1. Theater Shutdowns
Small and large movie theaters were among the first businesses to fully shut down during the Coronavirus pandemic. As of 2021, more than a few theaters have closed their doors forever. Although many film connoisseurs are worried about ever getting to sit shoulder to shoulder with other people and experience Hollywood movies the way they’re meant to be seen, the entertainment industry has made some significant shifts in order to continue to provide entertainment.
It could be said that the demand for new content is at an all time high although new productions have come to a grinding halt. Coming Two America, Borat Subsequent Moviefilm, and I Care a Lot were all released for streaming instead of making a traditional theater run.
Some industry insiders believe that an underwhelming performance at the box office when it came to Christopher Nolan’s Tenet has led distributors to rethink their 2021 release strategy. As a result, Hollywood has made the shift to releasing projects for streaming or on VOD (Video on Demand).
2. Lower Budget Productions
Even though Tom Cruise had a public meltdown as he cautioned all workers on his large production to observe COVID-19 guidelines, his heart was in the right place. Many larger productions tried to keep going full steam ahead due to the fact that many employees would be out of a job if production was shut down in any way.

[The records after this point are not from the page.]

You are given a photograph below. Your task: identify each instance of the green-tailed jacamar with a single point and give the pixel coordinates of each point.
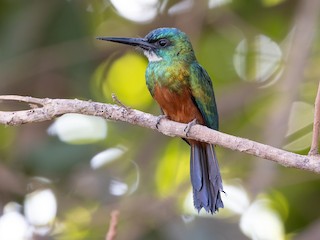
(183, 89)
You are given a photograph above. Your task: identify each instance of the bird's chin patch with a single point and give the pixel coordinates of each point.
(152, 57)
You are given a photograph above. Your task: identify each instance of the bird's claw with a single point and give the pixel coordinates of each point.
(189, 125)
(159, 118)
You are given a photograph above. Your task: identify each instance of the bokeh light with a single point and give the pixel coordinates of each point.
(258, 59)
(79, 129)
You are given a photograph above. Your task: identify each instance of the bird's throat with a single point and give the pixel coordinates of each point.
(152, 57)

However, movies and TV shows have responded to COVID-19 by limiting their production projects when it comes to scope. Many productions are now limiting the number of cast and crew members involved and limiting themselves to single-location projects, which are often called “chamber pieces.”
3. Virtual Film Festivals
Hollywood film festivals and festivals across the globe (big names like Sundance, Cannes, and Tribeca Film Festival) have responded to the current global pandemic by switching to virtual platforms and virtual showings. Cannes itself has postponed its physical market indefinitely but has announced Cannes Marché, which is its virtual solution to the pandemic problem. Cannes Marché offers its product at a reduced fee and will still happen during its normal timeframe. Sundance Film Festival has pivoted as well and is offering a virtual market to filmmakers, as well as its Episodic TV Lab participants in order to allow people to stay at home and limit the spread of this deadly virus.
One positive out of our current pandemic is that there are fewer travel barriers now that participants and viewers can tune in from the comfort of their own homes, which might even bring an increased number of potential buyers as well as unprecedented diversity.

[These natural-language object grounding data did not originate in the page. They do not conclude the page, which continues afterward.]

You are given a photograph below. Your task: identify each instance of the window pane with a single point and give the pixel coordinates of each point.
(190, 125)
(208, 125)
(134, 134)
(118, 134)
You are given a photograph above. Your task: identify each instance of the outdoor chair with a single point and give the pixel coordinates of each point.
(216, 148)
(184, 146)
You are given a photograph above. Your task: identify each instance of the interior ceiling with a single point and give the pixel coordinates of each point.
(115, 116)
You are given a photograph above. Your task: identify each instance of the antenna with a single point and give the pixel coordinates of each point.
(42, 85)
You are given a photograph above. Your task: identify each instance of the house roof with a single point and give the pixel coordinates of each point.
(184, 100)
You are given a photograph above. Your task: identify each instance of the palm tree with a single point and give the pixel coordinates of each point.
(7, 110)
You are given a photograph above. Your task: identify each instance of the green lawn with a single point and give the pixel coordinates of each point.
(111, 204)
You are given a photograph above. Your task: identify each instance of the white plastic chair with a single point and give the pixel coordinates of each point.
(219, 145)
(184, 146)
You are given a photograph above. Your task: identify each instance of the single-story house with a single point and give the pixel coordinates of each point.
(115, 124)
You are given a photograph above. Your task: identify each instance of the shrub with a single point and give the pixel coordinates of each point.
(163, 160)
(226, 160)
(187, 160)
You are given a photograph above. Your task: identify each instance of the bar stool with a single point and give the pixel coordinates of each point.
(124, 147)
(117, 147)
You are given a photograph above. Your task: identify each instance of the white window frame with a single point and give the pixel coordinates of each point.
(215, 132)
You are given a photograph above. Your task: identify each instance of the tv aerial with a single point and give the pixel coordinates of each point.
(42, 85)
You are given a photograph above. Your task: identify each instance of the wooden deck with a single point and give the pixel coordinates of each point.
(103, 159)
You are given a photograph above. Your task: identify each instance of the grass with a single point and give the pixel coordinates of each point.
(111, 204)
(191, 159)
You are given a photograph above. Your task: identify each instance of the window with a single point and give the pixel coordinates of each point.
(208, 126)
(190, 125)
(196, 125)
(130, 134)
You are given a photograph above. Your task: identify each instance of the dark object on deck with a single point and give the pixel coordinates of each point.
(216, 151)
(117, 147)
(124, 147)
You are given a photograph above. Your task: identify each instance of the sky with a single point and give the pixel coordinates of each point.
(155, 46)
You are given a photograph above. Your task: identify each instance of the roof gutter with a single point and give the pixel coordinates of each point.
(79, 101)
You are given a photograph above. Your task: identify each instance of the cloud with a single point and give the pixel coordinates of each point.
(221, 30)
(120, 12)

4. Streaming at an All-Time High
Streaming content providers like HBO Max, Netflix, Amazon, and Hulu are reporting high numbers and don’t seem to be hit by the pandemic. As a matter of fact, Disney+, for just one example, has garnered nearly 95 million subscribers and has announced the release of Frozen 2 three months ahead of its original schedule in observance of COVID-19.
Every streaming service worth its salt is pushing for early releases and to provide people at home with reasons to continuously tune in. Such high streaming numbers will also inspire streaming providers to keep viewers watching even after the pandemic has subsided.
5. The Use of Stock Images and Video
Television shows, films, and especially commercials are utilizing stock footage and imagery in order to adapt to productions being shut down. Now that content creators cannot simply go out and “shoot” what they need to convey on screen, resources such as stock video subscription services are at an all time high. Car stock image providers such as EvoxImages are experiencing a sizable bump in revenue and demand due to the fact that photographers and filmmakers do not have the option to create their own content and imagery, which requires product, crew, and other resources.
Although Hollywood and the rest of the entertainment industry and content creation world have had to respond to worldwide production shutdowns and lockdowns, industry insiders and entertainment experts remain cautiously optimistic that filmmaking and content creation will commence in a major way once the world bounces back from COVID-19.